Editorial: Le Conseil fédéral traverse une mauvaise passe

Publié

ÉditorialLe Conseil fédéral traverse une mauvaise passe

Il n’y a pas de trêve estivale pour Alain Berset, Viola Amherd ou Ignazio Cassis. Quand les fuites pèsent sur l’ambiance au Palais fédéral.

Eric Felley
par
Eric Felley
Le 30 juin dernier, le Conseil fédéral était en excursion aux chutes du Rhin, avant de se rendre au Tessin chez son président Ignazio Cassis.

Le 30 juin dernier, le Conseil fédéral était en excursion aux chutes du Rhin, avant de se rendre au Tessin chez son président Ignazio Cassis.

Twitter/Chancellerie fédérale

«Le Conseil fédéral traverse une mauvaise passe», c’est le constat du chef du groupe socialiste aux Chambres fédérales, Roger Nordmann (PS/VD) dans «Le Matin Dimanche». Alors que les sept Sages sont en vacances, c’est peu dire que ces dernières semaines, les nouvelles qui viennent du Gouvernement tiennent davantage de la discordance que de la concordance. Ce qui se passe autour de l’achat des F-35 et du Département de la défense dirigé par Viola Amherd est symptomatique d’une situation, où la collégialité est mise à mal par de nouvelles fuites.

Du discrédit pour Viola Amherd

Si le dossier du F-35 continue d’évoluer de la sorte, l’achat de l’avion américain risque de connaître le même sort que celui du Gripen, le «griffon» suédois, du temps d’Ueli Maurer. La gauche n’a jamais fait mystère de son opposition au contrat avec Lockheed Martin. Mais aujourd’hui, les réticences au projet de Viola Amherd semblent venir aussi de certains milieux de droite mécontents de la manière. La ministre valaisanne doit donc se battre sur plusieurs fronts et surveiller ses arrières. Tout ce qui ajoute du discrédit à sa gestion du dossier la rend plus fragile.

Un coup dur pour Alain Berset

Les fuites sont une réalité embarrassante dans la politique fédérale. D’un côté elles font sortir des informations, de l’autre, elles sont déloyales et cachent souvent une volonté de nuire.

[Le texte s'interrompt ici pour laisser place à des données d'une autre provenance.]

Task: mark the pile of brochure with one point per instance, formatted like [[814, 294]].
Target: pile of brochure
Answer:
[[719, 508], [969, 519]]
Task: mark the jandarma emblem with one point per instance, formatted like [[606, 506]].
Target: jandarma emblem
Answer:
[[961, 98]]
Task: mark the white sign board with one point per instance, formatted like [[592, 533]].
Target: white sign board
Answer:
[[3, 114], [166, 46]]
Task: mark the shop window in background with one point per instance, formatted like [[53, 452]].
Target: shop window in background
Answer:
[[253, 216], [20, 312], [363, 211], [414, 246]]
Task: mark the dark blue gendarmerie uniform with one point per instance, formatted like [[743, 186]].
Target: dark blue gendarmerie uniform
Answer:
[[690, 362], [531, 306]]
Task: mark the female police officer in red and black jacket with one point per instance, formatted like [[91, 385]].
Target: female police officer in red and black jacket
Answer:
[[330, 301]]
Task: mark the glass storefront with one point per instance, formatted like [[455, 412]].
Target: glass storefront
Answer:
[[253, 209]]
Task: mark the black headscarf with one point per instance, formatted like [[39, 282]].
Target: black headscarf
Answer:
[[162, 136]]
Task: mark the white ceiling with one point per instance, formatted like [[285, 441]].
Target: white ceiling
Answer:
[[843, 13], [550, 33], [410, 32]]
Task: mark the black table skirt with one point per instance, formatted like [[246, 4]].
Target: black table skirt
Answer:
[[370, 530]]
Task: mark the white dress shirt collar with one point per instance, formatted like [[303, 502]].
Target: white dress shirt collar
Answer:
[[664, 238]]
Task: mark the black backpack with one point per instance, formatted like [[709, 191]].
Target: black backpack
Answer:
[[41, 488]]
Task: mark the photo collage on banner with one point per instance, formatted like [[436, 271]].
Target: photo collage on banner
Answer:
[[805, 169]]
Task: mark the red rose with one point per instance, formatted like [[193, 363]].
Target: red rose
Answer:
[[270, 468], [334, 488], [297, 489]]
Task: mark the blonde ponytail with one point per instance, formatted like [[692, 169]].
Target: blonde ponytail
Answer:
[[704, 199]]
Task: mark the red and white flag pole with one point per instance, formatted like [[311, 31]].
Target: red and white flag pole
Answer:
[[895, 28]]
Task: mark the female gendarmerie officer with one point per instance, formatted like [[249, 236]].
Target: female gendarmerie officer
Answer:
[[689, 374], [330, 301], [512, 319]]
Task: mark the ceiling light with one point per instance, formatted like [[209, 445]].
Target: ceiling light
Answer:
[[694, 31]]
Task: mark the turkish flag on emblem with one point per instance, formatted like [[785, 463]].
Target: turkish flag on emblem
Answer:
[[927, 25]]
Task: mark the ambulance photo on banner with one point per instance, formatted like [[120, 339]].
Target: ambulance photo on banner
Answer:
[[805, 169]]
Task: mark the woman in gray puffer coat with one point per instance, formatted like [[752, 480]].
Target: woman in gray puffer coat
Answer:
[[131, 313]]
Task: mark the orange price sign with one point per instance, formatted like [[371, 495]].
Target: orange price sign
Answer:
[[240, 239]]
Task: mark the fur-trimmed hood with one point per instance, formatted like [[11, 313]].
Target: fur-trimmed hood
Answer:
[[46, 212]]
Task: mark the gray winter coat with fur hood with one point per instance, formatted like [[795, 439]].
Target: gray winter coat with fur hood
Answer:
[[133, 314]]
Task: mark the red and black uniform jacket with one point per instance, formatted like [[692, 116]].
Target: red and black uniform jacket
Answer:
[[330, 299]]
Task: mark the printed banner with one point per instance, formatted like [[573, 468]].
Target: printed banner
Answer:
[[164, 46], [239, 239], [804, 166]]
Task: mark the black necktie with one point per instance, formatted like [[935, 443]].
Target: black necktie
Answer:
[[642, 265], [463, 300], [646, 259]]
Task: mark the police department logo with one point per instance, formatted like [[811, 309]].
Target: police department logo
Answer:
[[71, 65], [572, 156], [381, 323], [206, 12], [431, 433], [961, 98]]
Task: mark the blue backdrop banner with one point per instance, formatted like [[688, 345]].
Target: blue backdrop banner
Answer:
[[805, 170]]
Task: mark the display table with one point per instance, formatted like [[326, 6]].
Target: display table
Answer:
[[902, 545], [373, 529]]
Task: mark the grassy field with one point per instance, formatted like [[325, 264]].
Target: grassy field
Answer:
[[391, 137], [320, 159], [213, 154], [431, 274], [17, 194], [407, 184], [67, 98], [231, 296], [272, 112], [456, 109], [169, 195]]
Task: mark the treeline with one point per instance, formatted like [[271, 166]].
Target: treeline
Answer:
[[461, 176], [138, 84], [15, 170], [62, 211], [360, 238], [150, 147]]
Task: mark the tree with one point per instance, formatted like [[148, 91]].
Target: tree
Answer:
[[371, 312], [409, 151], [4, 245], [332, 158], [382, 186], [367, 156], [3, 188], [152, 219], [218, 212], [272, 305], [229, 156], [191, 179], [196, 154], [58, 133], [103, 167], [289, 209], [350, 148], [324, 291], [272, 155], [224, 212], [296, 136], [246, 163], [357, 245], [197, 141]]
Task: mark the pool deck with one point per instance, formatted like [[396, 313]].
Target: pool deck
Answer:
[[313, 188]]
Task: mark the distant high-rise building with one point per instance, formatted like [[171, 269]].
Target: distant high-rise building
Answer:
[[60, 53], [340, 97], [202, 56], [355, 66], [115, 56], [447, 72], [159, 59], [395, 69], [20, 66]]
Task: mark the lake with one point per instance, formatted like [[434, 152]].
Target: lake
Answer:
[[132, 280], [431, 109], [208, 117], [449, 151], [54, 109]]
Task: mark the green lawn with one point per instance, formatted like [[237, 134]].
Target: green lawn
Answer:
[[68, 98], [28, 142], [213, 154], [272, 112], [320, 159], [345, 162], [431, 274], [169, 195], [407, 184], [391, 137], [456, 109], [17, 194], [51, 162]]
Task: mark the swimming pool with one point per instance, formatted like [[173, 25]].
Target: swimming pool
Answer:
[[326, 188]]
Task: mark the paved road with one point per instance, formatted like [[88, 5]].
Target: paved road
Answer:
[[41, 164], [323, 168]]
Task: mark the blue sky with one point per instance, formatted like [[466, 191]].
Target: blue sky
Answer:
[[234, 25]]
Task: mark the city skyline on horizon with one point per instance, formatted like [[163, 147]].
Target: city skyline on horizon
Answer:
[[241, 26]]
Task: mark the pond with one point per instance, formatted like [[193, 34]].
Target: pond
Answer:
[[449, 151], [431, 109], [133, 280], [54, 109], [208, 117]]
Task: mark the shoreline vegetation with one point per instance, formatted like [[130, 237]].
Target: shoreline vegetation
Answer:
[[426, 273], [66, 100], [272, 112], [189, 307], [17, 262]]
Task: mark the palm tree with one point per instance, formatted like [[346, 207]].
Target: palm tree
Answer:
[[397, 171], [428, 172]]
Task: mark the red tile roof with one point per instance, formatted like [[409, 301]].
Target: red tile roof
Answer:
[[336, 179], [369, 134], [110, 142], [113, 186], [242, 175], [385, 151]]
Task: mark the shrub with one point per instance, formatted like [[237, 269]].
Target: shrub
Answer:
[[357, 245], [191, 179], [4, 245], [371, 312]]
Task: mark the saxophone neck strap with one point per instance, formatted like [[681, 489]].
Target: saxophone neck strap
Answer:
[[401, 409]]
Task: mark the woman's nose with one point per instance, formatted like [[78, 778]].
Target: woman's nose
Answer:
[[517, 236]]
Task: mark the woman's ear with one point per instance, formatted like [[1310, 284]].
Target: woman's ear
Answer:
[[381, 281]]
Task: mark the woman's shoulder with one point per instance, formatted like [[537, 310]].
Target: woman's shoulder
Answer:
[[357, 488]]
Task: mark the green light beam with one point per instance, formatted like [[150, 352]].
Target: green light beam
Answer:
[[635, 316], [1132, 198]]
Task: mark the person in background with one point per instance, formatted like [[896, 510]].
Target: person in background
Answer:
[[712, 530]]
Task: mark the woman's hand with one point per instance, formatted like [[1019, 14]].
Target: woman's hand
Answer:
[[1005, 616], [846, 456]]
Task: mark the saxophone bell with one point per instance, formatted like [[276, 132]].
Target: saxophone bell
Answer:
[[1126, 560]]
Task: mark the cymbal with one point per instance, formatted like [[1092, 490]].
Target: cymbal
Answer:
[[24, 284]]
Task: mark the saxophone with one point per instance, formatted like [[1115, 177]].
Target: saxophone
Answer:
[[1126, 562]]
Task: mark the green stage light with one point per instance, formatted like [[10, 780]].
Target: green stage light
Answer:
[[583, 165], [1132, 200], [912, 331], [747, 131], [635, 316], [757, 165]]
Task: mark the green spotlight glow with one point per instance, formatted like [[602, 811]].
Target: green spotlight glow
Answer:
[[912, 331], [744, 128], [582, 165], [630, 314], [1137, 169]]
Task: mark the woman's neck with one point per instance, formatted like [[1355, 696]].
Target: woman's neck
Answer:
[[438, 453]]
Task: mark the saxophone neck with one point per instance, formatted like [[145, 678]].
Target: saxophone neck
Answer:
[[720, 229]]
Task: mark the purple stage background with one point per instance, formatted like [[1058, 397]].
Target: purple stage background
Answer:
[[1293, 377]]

La violation du secret de fonction à Berne est un sport à haut risque. Ce sont des fuites dans l’affaire Crypto AG, qui ont conduit à la démission du bras droit d’Alain Berset, Peter Lauener. Pour le chef de la Santé, la perte de ce collaborateur fidèle est un coup très dur. Après la longue période du Covid19, l’affaire du chantage, ses adversaires politiques du côté de l’UDC doivent se frotter les mains. S’ajoute à cela l’épisode rocambolesque du vol en avion en France, qu’il aurait caché à ses collègues.

L’entourage proche des conseillers sous enquête

Mais il n’y a pas qu’Alain Berset qui est visé. L’enquête sur Crypto AG concerne aussi un haut fonctionnaire bien connu à Berne, Markus Seiler, d’obédience PLR, secrétaire général d’Ignazio Cassis et ancien chef du renseignement. L’enquête est menée par un juge à la retraite, Peter Marti, qui met un zèle inédit à vouloir confondre le ou les auteurs de cette fuite en frappant dans l’entourage proche des conseillers fédéraux. La couleur politique de cet ancien élu de l’UDC zurichoise n’est pas sans éveiller certains soupçons.

Un président «absent»

Bref, l’ambiance de la politique fédérale n’est pas très bonne en cet été 2022. Elle n’est pas meilleure au Département fédéral des affaires étrangères d’Ignazio Cassis. Le site «L’impertinent» a révélé que depuis le début de l’année, 28 collaborateurs des RH du DFAE auraient démissionné et son chef a été dépeint comme «démissionnaire et absent». Le président Ignazio Cassis, qui s’est beaucoup investi dans la Conférence de Lugano pour la reconstruction de l’Ukraine au début juillet, devrait aussi jouer de sa fonction pour calmer le jeu en Suisse. Mais ici aussi, ses relations difficiles avec sa collègue du PLR Karin Keller-Sutter sont régulièrement un sujet de tensions au sein du collège.

Beaucoup de nervosité

Comme on le voit, les occasions sont multiples pour diviser les sept Sages ou les monter les uns contre les autres. On sent une volonté de créer un certain chaos au Conseil fédéral à une année des élections fédérales. On sent aussi beaucoup de nervosité à droite à l’approche des votations du 25 septembre sur l’AVS et la suppression de l’impôt anticipé. Un rendez-vous devant le peuple qu’elle ne doit absolument pas manquer.